Biostratigraphy and age
The Heimdal Member contains the acme occurrences of A. gippingensis and
P. pyrophorum.
The member is contained within the Lista Formation, thus
corresponding in age to that of the Lista Formation, meaning late Selandian and Thanetian.
Correlation and subdivision
The acme occurrences of A. gippingensis and P. pyrophorum allow further
subdivision of the
Heimdal Member, related to the three-division of Lista, with distinction of Heimdal L1
Sub-members, Heimdal L2 Sub-members and Heimdal L3 Sub-member sandstones.
Geographic distribution
The Heimdal Member is more or less time equivalent to the Mey
Member of the Outer Moray
Firth and Central Graben. Limited interfingering of the two sand fan systems appears to
have taken place over the Fladen Ground Spur (Figs. 1), and they are here
separated along a line of supposed minimum sandstone thickness between the depocentres
of the South Viking Graben and the Fisher Bank Basin (Knox & Holloway, 1992). The
geographical distribution is mainly in the Viking Graben to Shetland Platform, with thin
sands reaching the Viking Graben across the Tampen Spur (Fig. 72).
Depositional environment
The sand rich Heimdal Member was deposited into coalescing sand fan systems. The sands
were mainly transported with high density turbidity flow, depositing thick bodies of
amalgamated sand beds, with minor heterolithic sandstone units being
deposited in inter channel and terminal edge of depositional lobes.
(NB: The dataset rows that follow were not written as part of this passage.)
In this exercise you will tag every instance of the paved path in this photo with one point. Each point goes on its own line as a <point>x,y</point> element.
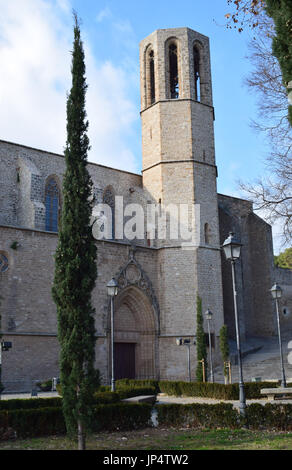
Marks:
<point>161,399</point>
<point>10,396</point>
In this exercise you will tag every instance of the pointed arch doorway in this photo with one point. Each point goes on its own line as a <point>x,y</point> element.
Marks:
<point>135,336</point>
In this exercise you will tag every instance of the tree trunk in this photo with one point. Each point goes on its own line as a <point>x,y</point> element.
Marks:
<point>81,437</point>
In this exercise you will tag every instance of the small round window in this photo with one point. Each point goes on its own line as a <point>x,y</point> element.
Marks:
<point>3,263</point>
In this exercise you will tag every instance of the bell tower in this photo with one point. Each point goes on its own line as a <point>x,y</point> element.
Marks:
<point>179,168</point>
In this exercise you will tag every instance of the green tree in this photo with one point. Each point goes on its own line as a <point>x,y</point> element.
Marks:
<point>281,12</point>
<point>201,342</point>
<point>284,260</point>
<point>75,263</point>
<point>224,348</point>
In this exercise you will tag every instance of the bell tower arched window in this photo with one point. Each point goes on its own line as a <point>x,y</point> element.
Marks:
<point>197,75</point>
<point>173,72</point>
<point>152,77</point>
<point>109,199</point>
<point>52,203</point>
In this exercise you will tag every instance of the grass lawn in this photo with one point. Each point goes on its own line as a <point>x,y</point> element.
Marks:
<point>164,439</point>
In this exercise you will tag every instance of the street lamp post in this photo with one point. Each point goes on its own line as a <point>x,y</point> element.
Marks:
<point>232,248</point>
<point>208,316</point>
<point>276,292</point>
<point>112,290</point>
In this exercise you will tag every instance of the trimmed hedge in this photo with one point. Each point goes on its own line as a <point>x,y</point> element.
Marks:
<point>127,416</point>
<point>198,415</point>
<point>48,421</point>
<point>271,417</point>
<point>133,383</point>
<point>30,403</point>
<point>102,398</point>
<point>214,390</point>
<point>200,389</point>
<point>122,416</point>
<point>32,422</point>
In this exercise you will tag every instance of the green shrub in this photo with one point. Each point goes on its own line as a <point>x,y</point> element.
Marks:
<point>122,416</point>
<point>30,403</point>
<point>213,390</point>
<point>197,415</point>
<point>121,383</point>
<point>32,422</point>
<point>271,416</point>
<point>48,421</point>
<point>45,386</point>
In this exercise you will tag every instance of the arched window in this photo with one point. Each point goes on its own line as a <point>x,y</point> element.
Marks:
<point>173,72</point>
<point>52,203</point>
<point>152,77</point>
<point>207,234</point>
<point>109,199</point>
<point>197,76</point>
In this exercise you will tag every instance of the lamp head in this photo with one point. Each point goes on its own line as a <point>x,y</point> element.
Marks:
<point>232,247</point>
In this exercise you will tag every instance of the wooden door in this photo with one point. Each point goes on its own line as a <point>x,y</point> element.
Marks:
<point>124,358</point>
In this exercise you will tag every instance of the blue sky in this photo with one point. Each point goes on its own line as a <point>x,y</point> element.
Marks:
<point>35,43</point>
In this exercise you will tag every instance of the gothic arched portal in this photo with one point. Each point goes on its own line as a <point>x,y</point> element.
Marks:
<point>136,324</point>
<point>134,335</point>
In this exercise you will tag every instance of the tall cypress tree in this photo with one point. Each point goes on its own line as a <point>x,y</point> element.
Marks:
<point>281,12</point>
<point>224,348</point>
<point>75,262</point>
<point>201,343</point>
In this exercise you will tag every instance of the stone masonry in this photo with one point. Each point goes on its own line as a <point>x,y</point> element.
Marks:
<point>159,278</point>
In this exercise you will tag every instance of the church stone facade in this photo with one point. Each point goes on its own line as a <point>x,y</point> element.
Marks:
<point>159,278</point>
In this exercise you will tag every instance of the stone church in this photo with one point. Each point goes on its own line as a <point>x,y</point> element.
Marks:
<point>158,278</point>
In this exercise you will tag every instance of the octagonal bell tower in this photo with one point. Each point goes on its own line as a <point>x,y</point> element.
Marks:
<point>179,168</point>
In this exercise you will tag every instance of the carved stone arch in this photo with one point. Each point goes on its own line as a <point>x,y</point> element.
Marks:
<point>132,274</point>
<point>136,323</point>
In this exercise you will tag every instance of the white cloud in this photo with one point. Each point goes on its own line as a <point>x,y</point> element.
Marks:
<point>103,14</point>
<point>35,43</point>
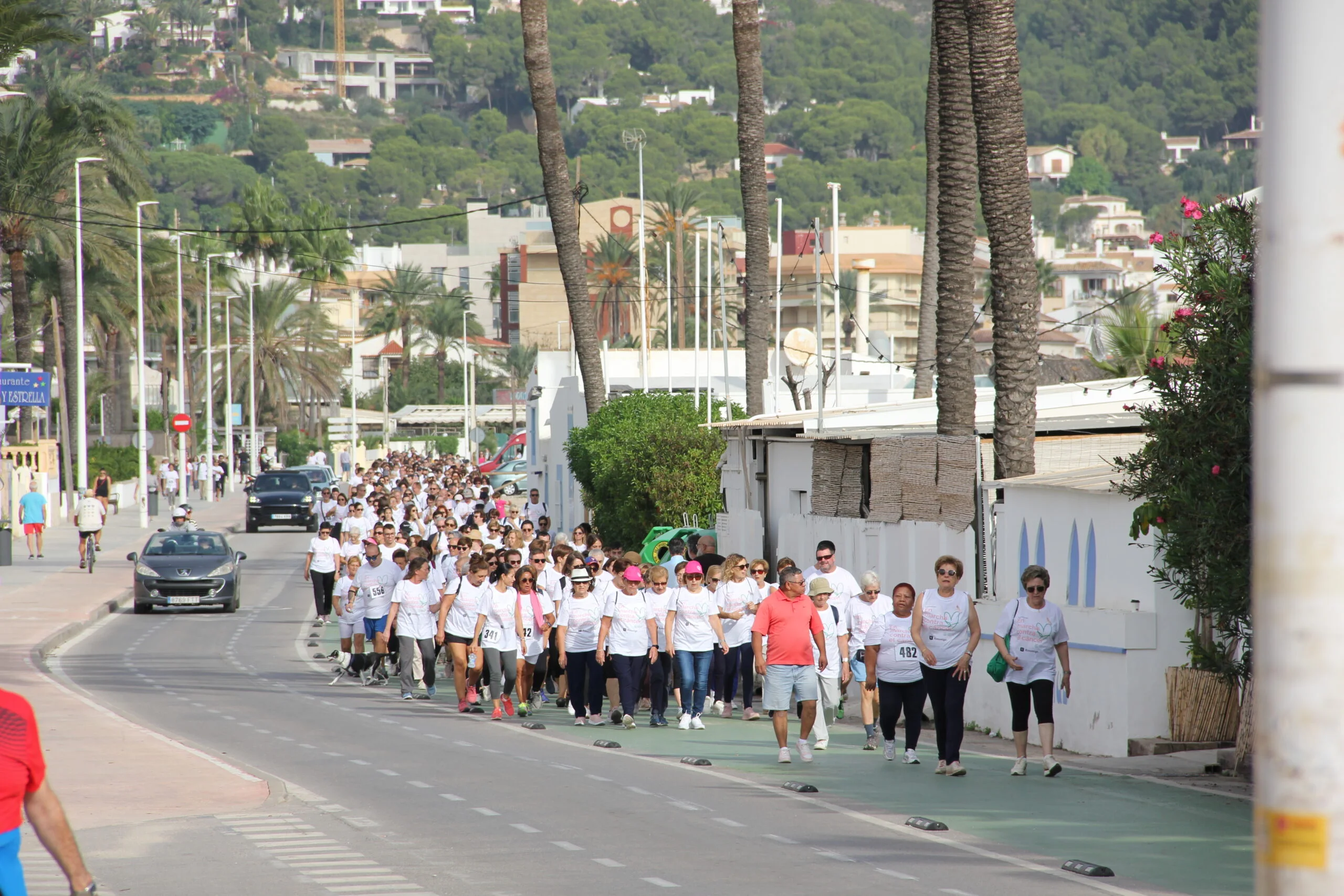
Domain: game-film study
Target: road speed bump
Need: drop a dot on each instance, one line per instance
(799, 787)
(1088, 870)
Water depths seem to
have reached several hundreds of meters in central parts of the basin.
Hydrocarbon discoveries with Heimdal Member reservoirs
- Balder Field,
- Grane Field
- Jotun Field
- Heimdal Field
- Alvheim Field
- Glitne Field
- Sleipner East Field (part of reservoir)
- 24/12-3 oil discovery
- 16/1-6 gas discovery
- Well 16/4-4 gas and condensate discovery